# SP 2022 holster



## rfair (Feb 9, 2009)

Hey Sig fans,
If you are looking for any holster for your SP 2022, I guess any holster that will fit a Springfield XD will fit great! I do know the XD holster I bought for mine is a perfect fit! Just food for thought.......


----------



## literaltrance (Dec 24, 2008)

Since the topic is on the table it's probably worth mentioning the sp2340 is the "older" model of the sp2022. By all accounts i have seen, a sp2022 handgun should work with a sp2340 holster. Food for thought.


----------



## Growler67 (Sep 8, 2008)

rfair said:


> Hey Sig fans,
> If you are looking for any holster for your SP 2022, I guess any holster that will fit a Springfield XD will fit great! I do know the XD holster I bought for mine is a perfect fit! Just food for thought.......

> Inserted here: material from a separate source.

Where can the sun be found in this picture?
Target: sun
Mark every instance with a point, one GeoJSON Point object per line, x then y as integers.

Would be more useful information if you mentioned which holster you HAVE for your XD. I'm just sayin'.


----------



## rfair (Feb 9, 2009)

I have a Serpa II for an XD which fits perfect on my SP 2022! I just assumed that they should pretty much be a crossover if a hard composite one fits so well.


----------



## Growler67 (Sep 8, 2008)

Okay. I tried my SP in my SERPA but it wouldn't fit. My SERPA is for a P228, though my P220 and P226 also fit just fine.


----------